Our laboratory serves a population in excess of 500 000 people and a major renal medicine/transplant unit. The number of ANCA requests received appears to be much lower than might be expected for a laboratory and population of this size, and we suspect that this is a reflection of the success of the gating policy in educating clinicians and modifying requesting practices into a more patient focused approach.

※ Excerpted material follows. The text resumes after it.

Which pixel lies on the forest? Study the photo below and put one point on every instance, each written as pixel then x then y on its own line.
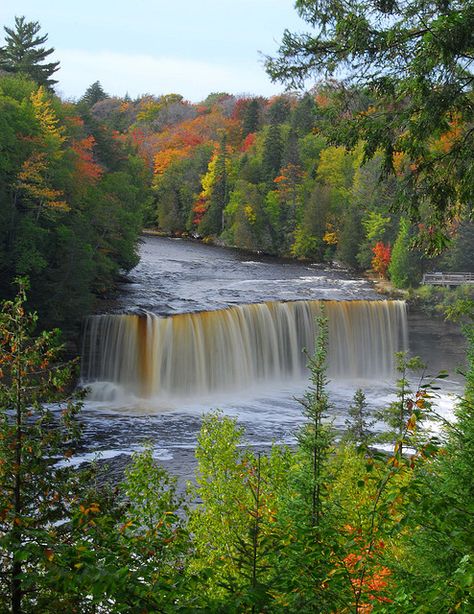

However, the use of ANCA as a “screen” for vasculitis is an appealing one, in that it is tempting to draw parallels with the use of ANA as a screen for SLE. However, the incidence of ANA in SLE is high enough to conclude that a negative ANA does give useful information regarding the likelihood of SLE. We are not convinced that such a statement can be applied to ANCA in vasculitis—that is, a negative ANCA will not have the same significance regarding systemic vasculitis as a negative ANA does for SLE. However, some authors believe that a negative ANCA almost completely excludes an ANCA related vasculitis, although questioning its relevance in every positive case.12 We found a high incidence of ANCA negative microscopic polyarteritis/rapidly progressive glomerulonephritis in our series.13 Thus, we are left with a test whose unrestricted application gives most positive results in non-vasculitic conditions and for which negative results do not completely “exclude” systemic vasculitis. Mandl et al recently published an excellent retrospective study,10 in which they applied guidelines to existing ANCA requests and found that, had their guidelines been adhered to when the samples were received, ANCA testing would have fallen by 23% and the false positive rate for the detection of ANCA related vasculitis would have fallen by 27%; however, most importantly, their study of case notes confirmed that no cases of ANCA associated vasculitis would have been missed by applying gating criteria. This paper effectively bears out the findings of our current study, but in a retrospective manner and using slightly different criteria, so a direct comparison is not possible. One of the main differences between the paper of Mandl et al and our current one is their inclusion of “cough” and “fever” as criteria to allow ANCA testing. We would reject analysis based on these two criteria if they were given as reasons for the request, with the proviso that discussion of each patient on an individual basis will allow ANCA testing to proceed.

We have itemised the cost savings that have resulted in our laboratory, but our figures do not include the extra expenditure required to investigate any gut related ANCA tests because we receive very few requests for these. Neither do they include the extra costs involved in the further investigation of any ANCA patterns not associated with ANCA related vasculitis (for example, all the ANCA patterns associated with Edgar’s group 2, 3, and 4 patients would have to be analysed further for the presence of antibodies to MPO and PR3). Those laboratories performing ungated ANCA testing and/or using commercially available ANCA tests could realise considerable fiscal savings.

We have shown here that the implementation of investigative protocols based on published guidelines6,9–11 will have a major impact on the efficiency of ANCA testing, and large savings could be made by the implementation of such guidelines into routine clinical practice.